1607P - Cytotoxic anticancer drug enhances NK cell-mediated cytotoxicity via the DNA stress induced NKG2D ligands in non-small-cell lung cancer cells

Date 28 September 2014
Event ESMO 2014
Session Poster Display session
Topics Anti-Cancer Agents & Biologic Therapy
Lung and other Thoracic Tumours
Translational Research
Presenter Riki Okita
Citation Annals of Oncology (2014) 25 (suppl_4): iv546-iv563. 10.1093/annonc/mdu358
Authors R. Okita, K. Yasuda, A. Maeda, T. Yukawa, S. Saisho, K. Shimizu, M. Nakata
  • General Thoracic Surgery, Kawasaki Medical School, 7010192 - Kurashiki/JP



The role of immune escape of tumor cells is poorly understood. We investigated anticancer drugs induced NK group 2 member D (NKG2D) ligand expression in NSCLC, since immunosurveillance is maintained by mainly NK cells via the NKG2D-NKG2D ligand interaction. Here we demonstrate cytotoxic regents enhance NKG2D ligand MHC class I-related chain A and B (MICA/B) and UL16 binding protein (ULBP), resulting in enhancement of NK cell-mediated cytotoxicity in NSCLC cells in vitro, while contrasting effects are seen in clinical samples from NSCLC patients who received induction chemotherapy.

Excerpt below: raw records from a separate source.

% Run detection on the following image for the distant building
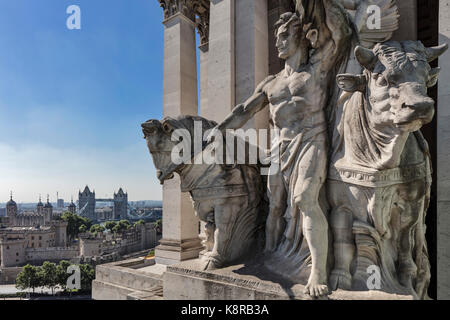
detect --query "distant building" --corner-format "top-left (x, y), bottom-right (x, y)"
top-left (78, 186), bottom-right (128, 221)
top-left (78, 186), bottom-right (97, 220)
top-left (67, 199), bottom-right (77, 214)
top-left (114, 188), bottom-right (128, 220)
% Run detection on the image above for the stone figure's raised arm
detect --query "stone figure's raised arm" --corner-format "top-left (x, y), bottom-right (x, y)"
top-left (322, 0), bottom-right (357, 70)
top-left (340, 0), bottom-right (361, 10)
top-left (216, 76), bottom-right (275, 131)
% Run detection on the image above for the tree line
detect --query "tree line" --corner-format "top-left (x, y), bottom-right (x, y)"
top-left (16, 260), bottom-right (95, 294)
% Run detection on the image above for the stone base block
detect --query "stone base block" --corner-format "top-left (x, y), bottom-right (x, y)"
top-left (164, 259), bottom-right (413, 300)
top-left (155, 238), bottom-right (204, 265)
top-left (92, 257), bottom-right (165, 300)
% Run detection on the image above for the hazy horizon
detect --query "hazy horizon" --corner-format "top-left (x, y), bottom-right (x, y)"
top-left (0, 0), bottom-right (171, 203)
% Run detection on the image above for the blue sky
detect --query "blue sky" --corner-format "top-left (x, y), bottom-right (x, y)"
top-left (0, 0), bottom-right (178, 202)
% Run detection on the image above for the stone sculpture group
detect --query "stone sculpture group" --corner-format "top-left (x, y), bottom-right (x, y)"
top-left (142, 0), bottom-right (447, 299)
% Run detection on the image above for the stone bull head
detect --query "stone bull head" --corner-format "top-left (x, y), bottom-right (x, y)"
top-left (337, 41), bottom-right (448, 132)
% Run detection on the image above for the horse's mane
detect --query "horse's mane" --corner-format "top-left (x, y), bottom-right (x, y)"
top-left (161, 115), bottom-right (217, 137)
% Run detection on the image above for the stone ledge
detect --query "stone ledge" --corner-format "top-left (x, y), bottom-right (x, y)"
top-left (164, 260), bottom-right (413, 300)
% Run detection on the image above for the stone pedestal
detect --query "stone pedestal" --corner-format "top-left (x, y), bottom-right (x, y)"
top-left (236, 0), bottom-right (269, 129)
top-left (163, 260), bottom-right (413, 300)
top-left (202, 0), bottom-right (236, 121)
top-left (155, 12), bottom-right (202, 264)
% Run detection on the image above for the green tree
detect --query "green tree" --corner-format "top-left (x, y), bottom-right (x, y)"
top-left (134, 219), bottom-right (145, 228)
top-left (56, 260), bottom-right (71, 290)
top-left (105, 221), bottom-right (116, 232)
top-left (79, 264), bottom-right (95, 291)
top-left (40, 261), bottom-right (58, 294)
top-left (61, 211), bottom-right (92, 240)
top-left (16, 264), bottom-right (39, 293)
top-left (154, 219), bottom-right (162, 234)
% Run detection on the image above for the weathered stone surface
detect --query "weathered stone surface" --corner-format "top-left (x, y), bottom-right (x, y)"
top-left (436, 0), bottom-right (450, 300)
top-left (164, 260), bottom-right (413, 300)
top-left (92, 257), bottom-right (165, 300)
top-left (144, 0), bottom-right (450, 299)
top-left (142, 116), bottom-right (265, 269)
top-left (328, 41), bottom-right (447, 299)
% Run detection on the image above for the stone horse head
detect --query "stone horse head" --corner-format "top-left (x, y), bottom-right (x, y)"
top-left (142, 116), bottom-right (265, 269)
top-left (337, 41), bottom-right (448, 169)
top-left (141, 116), bottom-right (216, 184)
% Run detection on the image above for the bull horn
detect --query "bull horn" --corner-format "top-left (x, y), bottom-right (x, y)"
top-left (426, 43), bottom-right (448, 62)
top-left (355, 46), bottom-right (377, 71)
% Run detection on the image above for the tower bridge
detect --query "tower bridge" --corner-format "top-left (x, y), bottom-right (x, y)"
top-left (78, 186), bottom-right (128, 221)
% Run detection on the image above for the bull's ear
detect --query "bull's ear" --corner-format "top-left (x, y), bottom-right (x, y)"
top-left (336, 73), bottom-right (367, 92)
top-left (427, 68), bottom-right (441, 88)
top-left (355, 46), bottom-right (378, 71)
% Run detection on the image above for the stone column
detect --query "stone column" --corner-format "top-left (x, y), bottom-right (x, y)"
top-left (155, 0), bottom-right (202, 265)
top-left (235, 0), bottom-right (269, 129)
top-left (392, 0), bottom-right (417, 41)
top-left (202, 0), bottom-right (236, 122)
top-left (436, 0), bottom-right (450, 300)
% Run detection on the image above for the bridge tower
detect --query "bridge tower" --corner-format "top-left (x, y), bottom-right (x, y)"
top-left (113, 188), bottom-right (128, 220)
top-left (78, 186), bottom-right (97, 221)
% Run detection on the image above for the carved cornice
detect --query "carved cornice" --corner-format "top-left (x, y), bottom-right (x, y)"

A possible influence of anticancer drugs (gemcitabine, pemetrexed, docetaxel and vinorelbine) on the expressions of NKG2D ligands MICA/B and ULBP1-3 in 5 NSCLC cell lines was investigated by flow cytometry. To access the influence of DNA stress-induced ATM-ATR signaling, A549 cells were pretreated with ATM-ATR inhibitor KU55399 or caffeine then treated with gemcitabine, then the expressions of NKG2D ligands were assessed. NK cell-mediated cytotoxicity against A549 cells treated with gemcitabine was assessed by LDH release assay or CD107a degranulation assay. Formaldehyde-fixed, paraffin-embedded NSCLC specimens before and after chemotherapy were collected from 3 patients, then both MICA/B and ULBP-2 expressions were analyzed by immunohistochemical reaction (IHC).

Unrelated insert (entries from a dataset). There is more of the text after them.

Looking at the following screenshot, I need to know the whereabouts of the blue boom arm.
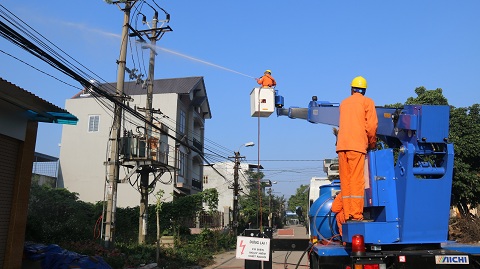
[275,95,453,244]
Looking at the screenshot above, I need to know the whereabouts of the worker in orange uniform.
[336,76,378,221]
[256,70,277,88]
[331,192,345,236]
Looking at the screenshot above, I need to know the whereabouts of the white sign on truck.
[236,236,270,261]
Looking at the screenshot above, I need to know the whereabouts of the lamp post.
[232,142,255,233]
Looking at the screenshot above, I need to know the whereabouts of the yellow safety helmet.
[351,76,367,89]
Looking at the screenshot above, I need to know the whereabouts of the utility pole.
[229,142,255,233]
[133,3,172,244]
[268,188,273,227]
[138,11,158,244]
[232,151,241,236]
[104,0,136,248]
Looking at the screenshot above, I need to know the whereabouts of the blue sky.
[0,0,480,197]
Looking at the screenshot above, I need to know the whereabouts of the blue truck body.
[275,91,480,269]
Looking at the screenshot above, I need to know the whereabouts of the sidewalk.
[204,225,308,269]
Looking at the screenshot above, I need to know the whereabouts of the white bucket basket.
[250,88,275,118]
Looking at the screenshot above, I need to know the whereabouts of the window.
[178,110,187,134]
[178,151,187,177]
[88,115,100,133]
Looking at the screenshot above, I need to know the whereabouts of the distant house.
[0,78,77,268]
[58,77,211,207]
[32,152,58,188]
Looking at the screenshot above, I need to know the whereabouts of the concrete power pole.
[232,151,241,236]
[104,1,136,248]
[138,11,158,244]
[135,5,172,244]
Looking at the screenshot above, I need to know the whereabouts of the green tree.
[450,104,480,216]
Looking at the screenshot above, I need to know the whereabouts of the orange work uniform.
[331,192,345,236]
[257,74,277,87]
[336,92,378,220]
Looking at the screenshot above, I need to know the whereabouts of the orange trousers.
[338,151,365,220]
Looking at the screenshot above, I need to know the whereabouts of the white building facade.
[57,77,211,207]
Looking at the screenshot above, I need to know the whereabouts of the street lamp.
[232,142,255,233]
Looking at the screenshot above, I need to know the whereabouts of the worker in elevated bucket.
[336,76,378,222]
[256,69,277,88]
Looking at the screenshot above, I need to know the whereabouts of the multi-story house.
[58,77,211,207]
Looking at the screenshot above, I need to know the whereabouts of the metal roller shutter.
[0,135,20,267]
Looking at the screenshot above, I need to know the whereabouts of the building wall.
[0,120,38,268]
[58,93,203,207]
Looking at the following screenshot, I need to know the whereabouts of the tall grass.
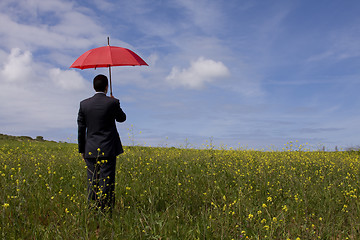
[0,140,360,239]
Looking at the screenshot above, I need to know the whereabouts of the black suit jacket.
[77,93,126,158]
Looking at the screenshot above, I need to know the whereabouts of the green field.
[0,138,360,240]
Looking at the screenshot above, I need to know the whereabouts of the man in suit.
[77,74,126,212]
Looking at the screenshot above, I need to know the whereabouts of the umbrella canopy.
[70,46,148,69]
[70,38,149,96]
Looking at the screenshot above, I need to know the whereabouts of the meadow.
[0,136,360,240]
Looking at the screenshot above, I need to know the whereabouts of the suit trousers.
[85,157,116,212]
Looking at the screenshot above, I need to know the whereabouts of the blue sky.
[0,0,360,149]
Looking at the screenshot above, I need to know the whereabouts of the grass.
[0,136,360,239]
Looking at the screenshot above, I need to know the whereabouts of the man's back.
[78,93,126,158]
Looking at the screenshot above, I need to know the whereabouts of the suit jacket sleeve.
[77,104,86,153]
[115,100,126,122]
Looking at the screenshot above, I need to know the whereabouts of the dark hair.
[94,74,108,92]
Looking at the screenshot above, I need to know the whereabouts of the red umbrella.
[70,38,148,96]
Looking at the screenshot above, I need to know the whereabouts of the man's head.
[94,74,108,93]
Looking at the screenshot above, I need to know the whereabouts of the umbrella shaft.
[109,66,112,96]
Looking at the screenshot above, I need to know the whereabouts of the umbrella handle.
[109,65,114,97]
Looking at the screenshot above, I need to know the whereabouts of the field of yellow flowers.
[0,140,360,240]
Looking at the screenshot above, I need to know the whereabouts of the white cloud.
[1,48,33,82]
[0,48,91,134]
[49,68,86,90]
[166,57,230,89]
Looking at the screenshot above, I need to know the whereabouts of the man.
[77,74,126,212]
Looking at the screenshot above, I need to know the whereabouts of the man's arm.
[115,99,126,122]
[77,105,86,157]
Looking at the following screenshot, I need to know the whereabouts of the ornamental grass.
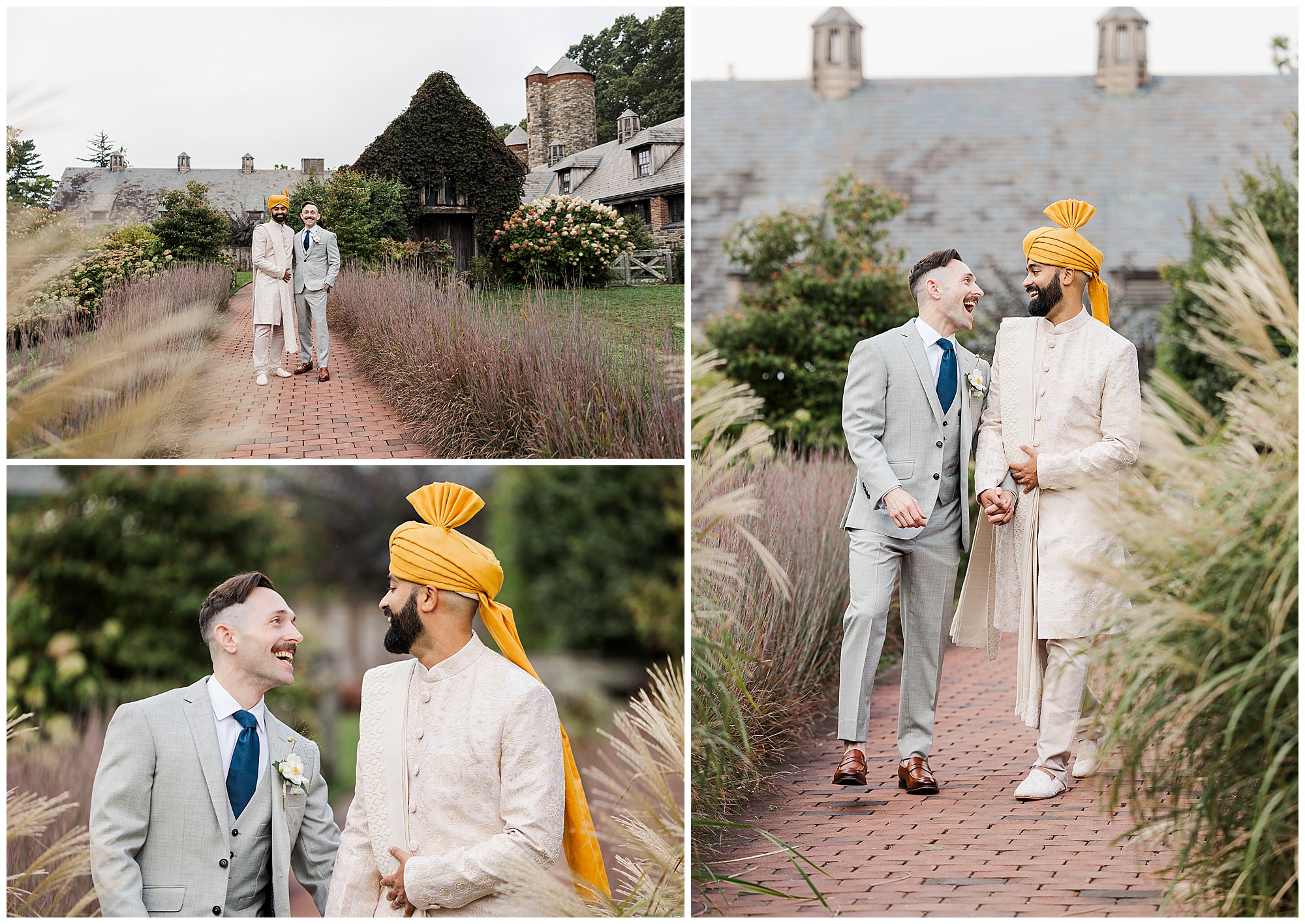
[333,266,684,458]
[8,265,231,458]
[693,352,877,820]
[1094,215,1300,917]
[5,713,104,917]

Both gemcitabine and docetaxel promoted NKG2D ligands in NSCLC cell lines. Gemcitabine-induced NKG2D ligands expression was blocked by ATM-ATR inhibitors, and, as expected, gemcitabine enhanced NKG2D ligands induced NK cell-mediated cytotoxicity, and anti-NKG2D blocking antibody attenuated gemcitabine-induced NK killing in A549 cells. On the other hand, IHC data showed the expression of MICA/B and ULBP2 were regressed upon gemcitabine treatment in tumors from NSCLC patients.

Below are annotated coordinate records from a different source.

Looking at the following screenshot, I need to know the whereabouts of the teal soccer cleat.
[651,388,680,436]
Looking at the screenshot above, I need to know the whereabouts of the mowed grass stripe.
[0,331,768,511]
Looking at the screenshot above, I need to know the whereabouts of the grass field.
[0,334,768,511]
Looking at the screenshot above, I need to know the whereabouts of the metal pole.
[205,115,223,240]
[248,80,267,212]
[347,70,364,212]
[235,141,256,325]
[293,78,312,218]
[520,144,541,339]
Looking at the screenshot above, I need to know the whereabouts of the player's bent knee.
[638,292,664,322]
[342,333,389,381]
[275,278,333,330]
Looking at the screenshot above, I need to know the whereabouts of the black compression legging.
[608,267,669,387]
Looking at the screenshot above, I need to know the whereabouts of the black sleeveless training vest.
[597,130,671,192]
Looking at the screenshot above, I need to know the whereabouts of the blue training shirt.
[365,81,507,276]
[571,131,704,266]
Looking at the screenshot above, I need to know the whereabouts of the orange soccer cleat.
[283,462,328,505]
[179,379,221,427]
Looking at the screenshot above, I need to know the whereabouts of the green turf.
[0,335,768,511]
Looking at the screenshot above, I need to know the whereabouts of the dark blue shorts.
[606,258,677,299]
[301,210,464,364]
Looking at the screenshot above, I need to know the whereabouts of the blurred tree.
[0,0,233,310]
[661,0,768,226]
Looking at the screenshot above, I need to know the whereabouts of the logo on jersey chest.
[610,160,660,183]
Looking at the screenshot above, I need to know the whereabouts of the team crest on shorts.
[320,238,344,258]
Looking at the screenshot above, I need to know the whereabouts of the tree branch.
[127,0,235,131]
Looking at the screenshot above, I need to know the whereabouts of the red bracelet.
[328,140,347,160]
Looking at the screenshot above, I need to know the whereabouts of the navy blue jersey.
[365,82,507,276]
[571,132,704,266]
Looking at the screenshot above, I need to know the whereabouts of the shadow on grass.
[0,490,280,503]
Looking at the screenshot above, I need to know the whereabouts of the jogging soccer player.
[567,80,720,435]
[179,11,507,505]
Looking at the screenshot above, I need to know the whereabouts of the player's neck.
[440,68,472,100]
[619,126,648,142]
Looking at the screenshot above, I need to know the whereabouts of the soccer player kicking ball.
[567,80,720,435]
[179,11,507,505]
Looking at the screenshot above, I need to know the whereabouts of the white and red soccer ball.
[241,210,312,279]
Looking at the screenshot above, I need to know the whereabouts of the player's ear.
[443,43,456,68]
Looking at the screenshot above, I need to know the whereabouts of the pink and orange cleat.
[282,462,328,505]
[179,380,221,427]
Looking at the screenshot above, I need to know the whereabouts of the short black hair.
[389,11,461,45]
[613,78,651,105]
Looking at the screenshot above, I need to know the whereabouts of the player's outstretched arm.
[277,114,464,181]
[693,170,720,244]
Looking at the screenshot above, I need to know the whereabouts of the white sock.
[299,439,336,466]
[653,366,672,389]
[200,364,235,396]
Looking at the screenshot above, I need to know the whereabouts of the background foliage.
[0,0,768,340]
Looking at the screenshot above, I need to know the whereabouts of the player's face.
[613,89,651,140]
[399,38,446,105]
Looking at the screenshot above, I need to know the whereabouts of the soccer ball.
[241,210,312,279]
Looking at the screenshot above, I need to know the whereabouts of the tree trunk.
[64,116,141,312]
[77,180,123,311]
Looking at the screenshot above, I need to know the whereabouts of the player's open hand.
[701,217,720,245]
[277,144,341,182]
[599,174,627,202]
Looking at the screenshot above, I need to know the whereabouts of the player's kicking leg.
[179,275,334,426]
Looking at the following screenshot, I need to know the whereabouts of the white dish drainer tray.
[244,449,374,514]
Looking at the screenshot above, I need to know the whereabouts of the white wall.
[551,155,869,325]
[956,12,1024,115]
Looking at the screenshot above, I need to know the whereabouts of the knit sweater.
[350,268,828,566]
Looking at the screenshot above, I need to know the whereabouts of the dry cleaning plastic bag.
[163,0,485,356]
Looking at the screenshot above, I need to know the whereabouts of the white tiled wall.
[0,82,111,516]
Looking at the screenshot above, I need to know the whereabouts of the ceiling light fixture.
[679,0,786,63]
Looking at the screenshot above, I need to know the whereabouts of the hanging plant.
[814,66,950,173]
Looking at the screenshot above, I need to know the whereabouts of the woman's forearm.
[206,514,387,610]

Cytotoxic anticancer drugs induce NKG2D ligands in cancer cell lines, while regressing them in clinical samples, suggesting that the cells expressing low level of NKG2D ligands can escape from NK cells in a host. Keeping the expression of NKG2D ligands in tumor around chemotherapy may be a good strategy for NSCLC treatment.


M. Nakata: The author have received research grant from AstraZeneca. All other authors have declared no conflicts of interest.